Future podcasts will include me talking about romance novels, and if you have recommended the show or left a review on iTunes or on your podcast app, had a look at our Patreon campaign, or even sent me an email to ask me a question at [email protected] or [email protected], or if you’re listening right now, thank you! You are incredibly awesome, and I am deeply appreciative, and I will see you here next week.
And in the meantime, on behalf of Bea, Leah, Fitzwilliam Waffles, Orville, Wilbur, Zeb, and Buzz, myself, and everyone else here, all the mammals wish you the very best of reading. Have a great weekend.
[the good kind of scatty music]
This podcast transcript was handcrafted with meticulous skill by Garlic Knitter. Many thanks.
Can Bea and Leah be a recurring feature on this podcast? I always enjoy their episodes!
I’m so happy you enjoyed it! I’ll ask them to make repeat guest spots, no worries!
I love it when they are guests!
I remember once Bea said that she makes her own tea blends — maybe she can make a ripped bodice blend? Or a fitzwilliam waffles blend? I think adagio allows people to make their own fandom blends…

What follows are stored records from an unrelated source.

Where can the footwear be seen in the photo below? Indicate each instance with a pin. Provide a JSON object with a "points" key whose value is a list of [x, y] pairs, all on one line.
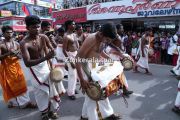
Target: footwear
{"points": [[76, 92], [45, 117], [30, 105], [83, 118], [72, 97], [53, 115], [66, 76], [176, 110], [172, 72], [127, 92], [10, 105], [178, 77], [113, 117]]}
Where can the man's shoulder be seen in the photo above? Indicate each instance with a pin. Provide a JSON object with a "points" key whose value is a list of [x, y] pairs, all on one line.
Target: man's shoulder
{"points": [[1, 43]]}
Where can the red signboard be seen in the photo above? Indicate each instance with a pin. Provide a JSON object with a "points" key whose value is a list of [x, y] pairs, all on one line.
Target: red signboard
{"points": [[18, 23], [78, 15]]}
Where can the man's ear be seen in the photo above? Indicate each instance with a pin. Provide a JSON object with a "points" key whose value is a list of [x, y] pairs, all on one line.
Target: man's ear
{"points": [[100, 34], [27, 27]]}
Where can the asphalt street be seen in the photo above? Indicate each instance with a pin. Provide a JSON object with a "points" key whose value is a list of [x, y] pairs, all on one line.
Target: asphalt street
{"points": [[153, 98]]}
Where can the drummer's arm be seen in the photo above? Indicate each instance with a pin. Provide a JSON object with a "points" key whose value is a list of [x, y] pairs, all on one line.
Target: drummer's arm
{"points": [[82, 53]]}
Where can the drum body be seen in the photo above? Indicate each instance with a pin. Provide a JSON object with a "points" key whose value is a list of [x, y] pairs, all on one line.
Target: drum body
{"points": [[151, 51], [96, 93], [56, 74], [106, 81], [127, 62]]}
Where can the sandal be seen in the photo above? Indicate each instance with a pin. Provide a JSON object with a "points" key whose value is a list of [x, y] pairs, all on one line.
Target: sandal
{"points": [[148, 73], [113, 117], [53, 115], [30, 105], [45, 117], [10, 105], [176, 110], [83, 118]]}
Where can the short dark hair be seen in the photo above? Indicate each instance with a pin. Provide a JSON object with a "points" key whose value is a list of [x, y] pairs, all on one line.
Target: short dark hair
{"points": [[60, 30], [118, 26], [32, 20], [98, 26], [176, 27], [5, 28], [45, 23], [109, 30], [67, 23], [78, 27]]}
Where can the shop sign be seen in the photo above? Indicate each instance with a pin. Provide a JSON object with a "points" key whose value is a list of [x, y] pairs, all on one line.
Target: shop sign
{"points": [[8, 22], [19, 25], [78, 15], [45, 3], [133, 9], [5, 13], [26, 1]]}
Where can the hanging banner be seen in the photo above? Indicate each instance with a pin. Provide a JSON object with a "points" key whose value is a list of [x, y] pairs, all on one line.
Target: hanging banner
{"points": [[5, 13], [78, 15], [133, 9], [44, 3]]}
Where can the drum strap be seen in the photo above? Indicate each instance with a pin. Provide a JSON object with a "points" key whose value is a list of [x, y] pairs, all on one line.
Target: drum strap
{"points": [[88, 73], [98, 111]]}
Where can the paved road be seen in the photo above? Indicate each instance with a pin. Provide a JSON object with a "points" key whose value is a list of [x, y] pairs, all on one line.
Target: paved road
{"points": [[153, 99]]}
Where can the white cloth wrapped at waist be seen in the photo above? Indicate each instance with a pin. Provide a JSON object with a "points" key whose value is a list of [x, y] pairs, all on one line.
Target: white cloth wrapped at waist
{"points": [[106, 73], [41, 71]]}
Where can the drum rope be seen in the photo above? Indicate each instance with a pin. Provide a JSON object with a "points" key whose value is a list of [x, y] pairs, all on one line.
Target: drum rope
{"points": [[98, 111]]}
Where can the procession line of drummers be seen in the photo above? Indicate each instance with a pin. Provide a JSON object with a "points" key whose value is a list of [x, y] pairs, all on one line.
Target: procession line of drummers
{"points": [[43, 54]]}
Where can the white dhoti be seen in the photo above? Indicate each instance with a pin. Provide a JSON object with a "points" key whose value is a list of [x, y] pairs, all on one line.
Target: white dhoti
{"points": [[89, 109], [60, 56], [110, 52], [143, 61], [44, 89], [72, 75], [20, 101], [177, 101], [176, 69]]}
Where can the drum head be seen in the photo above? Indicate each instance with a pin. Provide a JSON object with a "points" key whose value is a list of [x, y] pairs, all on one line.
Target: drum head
{"points": [[57, 74], [128, 64], [151, 51], [94, 92]]}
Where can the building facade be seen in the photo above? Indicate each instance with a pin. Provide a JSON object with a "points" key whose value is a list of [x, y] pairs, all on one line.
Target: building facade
{"points": [[15, 8], [137, 14]]}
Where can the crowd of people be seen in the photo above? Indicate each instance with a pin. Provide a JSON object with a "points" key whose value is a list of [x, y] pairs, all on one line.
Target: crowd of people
{"points": [[42, 50]]}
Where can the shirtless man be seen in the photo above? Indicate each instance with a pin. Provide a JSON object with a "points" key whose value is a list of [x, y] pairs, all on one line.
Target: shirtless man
{"points": [[45, 29], [89, 50], [12, 78], [34, 49], [79, 34], [70, 47]]}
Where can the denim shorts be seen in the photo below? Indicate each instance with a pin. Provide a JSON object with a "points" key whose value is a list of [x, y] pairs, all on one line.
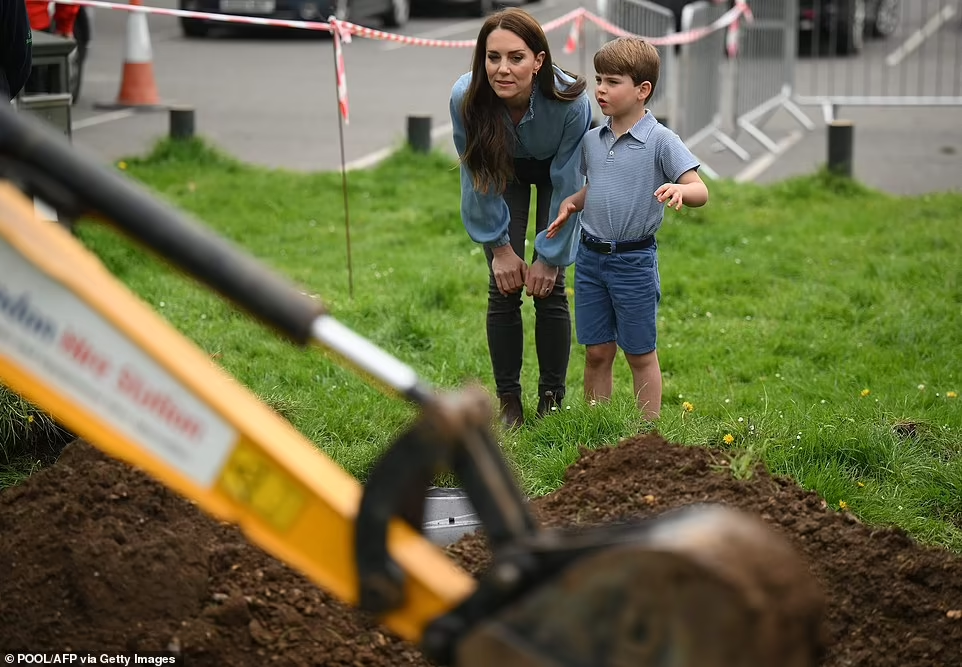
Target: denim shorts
{"points": [[617, 297]]}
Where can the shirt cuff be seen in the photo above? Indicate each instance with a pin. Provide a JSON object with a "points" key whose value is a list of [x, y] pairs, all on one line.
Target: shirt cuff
{"points": [[504, 240]]}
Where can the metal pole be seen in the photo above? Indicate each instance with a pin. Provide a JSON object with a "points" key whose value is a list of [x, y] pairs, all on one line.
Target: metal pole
{"points": [[841, 135], [181, 122], [419, 133]]}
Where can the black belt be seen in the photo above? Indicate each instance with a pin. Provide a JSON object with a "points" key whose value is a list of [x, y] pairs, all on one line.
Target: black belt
{"points": [[610, 247]]}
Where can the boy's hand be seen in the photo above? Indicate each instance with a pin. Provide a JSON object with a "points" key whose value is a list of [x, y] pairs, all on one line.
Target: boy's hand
{"points": [[671, 193], [565, 210]]}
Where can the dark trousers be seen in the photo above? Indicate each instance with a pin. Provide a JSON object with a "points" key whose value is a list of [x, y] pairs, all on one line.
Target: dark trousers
{"points": [[552, 316]]}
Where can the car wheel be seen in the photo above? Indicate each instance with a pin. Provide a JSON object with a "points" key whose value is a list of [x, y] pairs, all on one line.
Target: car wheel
{"points": [[851, 27], [398, 14], [482, 8], [887, 18], [194, 27]]}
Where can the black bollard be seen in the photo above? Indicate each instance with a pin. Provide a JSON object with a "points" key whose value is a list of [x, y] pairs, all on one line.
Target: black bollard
{"points": [[419, 133], [181, 122], [841, 145]]}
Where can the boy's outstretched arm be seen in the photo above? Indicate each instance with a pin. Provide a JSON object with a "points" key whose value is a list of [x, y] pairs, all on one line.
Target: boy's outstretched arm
{"points": [[568, 207], [690, 191]]}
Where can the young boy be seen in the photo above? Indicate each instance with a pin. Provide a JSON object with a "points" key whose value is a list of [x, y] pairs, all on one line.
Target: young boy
{"points": [[634, 167]]}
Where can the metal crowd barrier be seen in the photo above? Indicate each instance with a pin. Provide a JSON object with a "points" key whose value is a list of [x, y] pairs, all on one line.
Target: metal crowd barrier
{"points": [[702, 66], [646, 18], [905, 54], [765, 68]]}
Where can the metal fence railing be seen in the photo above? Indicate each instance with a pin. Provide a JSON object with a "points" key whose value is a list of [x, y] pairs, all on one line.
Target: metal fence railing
{"points": [[702, 69], [765, 69], [880, 54], [651, 20]]}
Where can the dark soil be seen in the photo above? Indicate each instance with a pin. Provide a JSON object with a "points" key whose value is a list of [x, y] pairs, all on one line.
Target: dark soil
{"points": [[96, 556]]}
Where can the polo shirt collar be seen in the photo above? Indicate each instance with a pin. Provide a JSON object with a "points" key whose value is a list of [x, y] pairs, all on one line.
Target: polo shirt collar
{"points": [[640, 130]]}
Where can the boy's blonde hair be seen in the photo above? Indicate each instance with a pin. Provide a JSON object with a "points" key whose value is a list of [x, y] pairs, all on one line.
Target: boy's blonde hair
{"points": [[630, 56]]}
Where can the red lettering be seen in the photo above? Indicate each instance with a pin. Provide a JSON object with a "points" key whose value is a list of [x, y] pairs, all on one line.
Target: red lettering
{"points": [[84, 355], [159, 404]]}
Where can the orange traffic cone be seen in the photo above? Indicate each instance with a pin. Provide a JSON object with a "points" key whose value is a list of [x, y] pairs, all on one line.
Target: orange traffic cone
{"points": [[138, 89]]}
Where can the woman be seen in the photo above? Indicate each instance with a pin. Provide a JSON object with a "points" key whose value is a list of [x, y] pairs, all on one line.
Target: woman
{"points": [[518, 122]]}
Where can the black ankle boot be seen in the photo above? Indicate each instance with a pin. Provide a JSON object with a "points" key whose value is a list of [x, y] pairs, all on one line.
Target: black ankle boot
{"points": [[512, 414], [550, 401]]}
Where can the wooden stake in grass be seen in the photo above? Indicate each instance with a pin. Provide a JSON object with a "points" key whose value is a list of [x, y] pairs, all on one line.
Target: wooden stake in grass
{"points": [[342, 113]]}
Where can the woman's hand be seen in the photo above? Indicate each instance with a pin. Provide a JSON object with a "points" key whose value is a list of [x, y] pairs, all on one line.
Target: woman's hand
{"points": [[541, 279], [509, 270]]}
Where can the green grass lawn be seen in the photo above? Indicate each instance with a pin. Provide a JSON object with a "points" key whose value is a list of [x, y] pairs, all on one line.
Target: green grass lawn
{"points": [[813, 324]]}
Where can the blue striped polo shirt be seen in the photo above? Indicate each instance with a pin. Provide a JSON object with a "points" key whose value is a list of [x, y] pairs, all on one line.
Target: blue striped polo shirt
{"points": [[623, 174]]}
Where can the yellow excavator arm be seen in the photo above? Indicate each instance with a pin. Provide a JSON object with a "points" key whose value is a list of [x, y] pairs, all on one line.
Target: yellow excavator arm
{"points": [[696, 587]]}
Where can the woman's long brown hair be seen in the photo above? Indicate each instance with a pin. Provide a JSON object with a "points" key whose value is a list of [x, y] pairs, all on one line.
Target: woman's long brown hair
{"points": [[489, 145]]}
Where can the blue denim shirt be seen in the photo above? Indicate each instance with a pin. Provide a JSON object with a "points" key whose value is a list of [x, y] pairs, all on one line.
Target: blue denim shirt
{"points": [[549, 129]]}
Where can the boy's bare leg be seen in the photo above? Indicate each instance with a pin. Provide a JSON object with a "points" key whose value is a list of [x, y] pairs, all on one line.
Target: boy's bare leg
{"points": [[599, 362], [646, 374]]}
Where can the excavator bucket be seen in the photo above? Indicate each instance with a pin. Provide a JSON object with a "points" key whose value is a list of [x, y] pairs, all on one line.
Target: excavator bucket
{"points": [[701, 587]]}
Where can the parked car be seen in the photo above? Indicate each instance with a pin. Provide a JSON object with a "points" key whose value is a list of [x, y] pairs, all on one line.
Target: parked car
{"points": [[843, 24], [392, 13]]}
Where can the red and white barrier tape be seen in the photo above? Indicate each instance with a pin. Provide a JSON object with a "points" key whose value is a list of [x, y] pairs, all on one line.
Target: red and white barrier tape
{"points": [[574, 35], [342, 31], [730, 18]]}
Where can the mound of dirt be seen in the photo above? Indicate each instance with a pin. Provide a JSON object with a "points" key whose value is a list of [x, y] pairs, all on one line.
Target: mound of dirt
{"points": [[96, 556]]}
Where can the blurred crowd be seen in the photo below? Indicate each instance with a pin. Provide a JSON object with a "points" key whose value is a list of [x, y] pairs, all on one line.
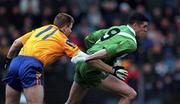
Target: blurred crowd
{"points": [[154, 69]]}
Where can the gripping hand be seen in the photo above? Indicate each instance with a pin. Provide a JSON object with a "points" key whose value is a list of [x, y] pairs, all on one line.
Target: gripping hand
{"points": [[80, 57], [120, 72]]}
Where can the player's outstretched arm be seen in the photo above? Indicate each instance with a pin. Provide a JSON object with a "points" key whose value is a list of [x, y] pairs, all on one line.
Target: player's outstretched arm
{"points": [[14, 49], [81, 56]]}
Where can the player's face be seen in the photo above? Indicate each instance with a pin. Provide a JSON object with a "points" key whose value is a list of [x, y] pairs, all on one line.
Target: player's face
{"points": [[141, 29], [68, 30]]}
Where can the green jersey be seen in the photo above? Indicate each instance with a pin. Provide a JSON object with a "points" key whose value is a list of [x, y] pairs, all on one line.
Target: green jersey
{"points": [[117, 40]]}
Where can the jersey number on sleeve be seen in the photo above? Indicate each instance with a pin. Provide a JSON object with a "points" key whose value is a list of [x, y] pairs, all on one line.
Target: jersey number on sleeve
{"points": [[110, 33]]}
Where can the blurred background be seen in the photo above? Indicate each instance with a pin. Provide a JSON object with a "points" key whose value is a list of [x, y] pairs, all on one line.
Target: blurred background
{"points": [[154, 69]]}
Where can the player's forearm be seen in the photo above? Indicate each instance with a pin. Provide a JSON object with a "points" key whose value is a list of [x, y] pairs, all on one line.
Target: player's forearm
{"points": [[97, 55], [14, 49], [101, 65]]}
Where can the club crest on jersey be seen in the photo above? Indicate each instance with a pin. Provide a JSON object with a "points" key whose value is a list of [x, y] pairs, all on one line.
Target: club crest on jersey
{"points": [[70, 44]]}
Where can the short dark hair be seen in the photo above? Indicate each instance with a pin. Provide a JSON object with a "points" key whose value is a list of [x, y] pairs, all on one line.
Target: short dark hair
{"points": [[137, 18], [63, 19]]}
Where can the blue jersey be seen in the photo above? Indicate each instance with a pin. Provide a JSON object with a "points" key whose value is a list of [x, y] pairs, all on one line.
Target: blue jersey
{"points": [[24, 71]]}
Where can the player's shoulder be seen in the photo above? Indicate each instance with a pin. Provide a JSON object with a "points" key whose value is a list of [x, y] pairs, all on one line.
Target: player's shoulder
{"points": [[48, 27]]}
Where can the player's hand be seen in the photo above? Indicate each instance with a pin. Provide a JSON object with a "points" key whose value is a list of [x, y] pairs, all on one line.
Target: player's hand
{"points": [[7, 62], [80, 57], [120, 72]]}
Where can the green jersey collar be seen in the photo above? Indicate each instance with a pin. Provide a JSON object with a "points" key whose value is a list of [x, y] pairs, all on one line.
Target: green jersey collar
{"points": [[132, 30]]}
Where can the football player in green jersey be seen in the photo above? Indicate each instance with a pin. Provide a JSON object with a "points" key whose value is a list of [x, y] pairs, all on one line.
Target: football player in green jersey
{"points": [[112, 42]]}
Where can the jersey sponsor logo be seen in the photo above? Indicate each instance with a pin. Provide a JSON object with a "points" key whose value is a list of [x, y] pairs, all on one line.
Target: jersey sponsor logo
{"points": [[110, 33], [46, 36], [70, 44], [43, 31]]}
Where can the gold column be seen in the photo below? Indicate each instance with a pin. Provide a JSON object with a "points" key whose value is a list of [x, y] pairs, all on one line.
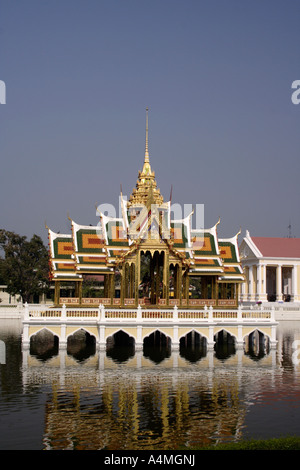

Anyway thanks for another great podcast episode! 🙂
@SB Sarah, you mentioned that the woman behind the Bawdy Bookworm subscription service lives near you. Is there any chance that you might arrange for an interview with her? I’d love to hear how she decided to go into that line of business, what challenges she’s faced, and what she finds to be the rewards of her work.
And, as always, thanks for another great podcast ep!
@Nancy: What a great idea! I’m a little embarrassed I hadn’t thought of that – thank you so much! I will see what I can do!
I enjoyed this episode
Despite being in Australia and mostly reading ebooks these days, I still follow the Ripped Bodice and Fitzwilliam on Instagram because I still love book shops and love what Leah and Bea are doing! And I loved this podcast too. 🙂
I freaking LOVED this store. Such a brilliant shopping experience.
Thanks for another fun interview (and for the transcript).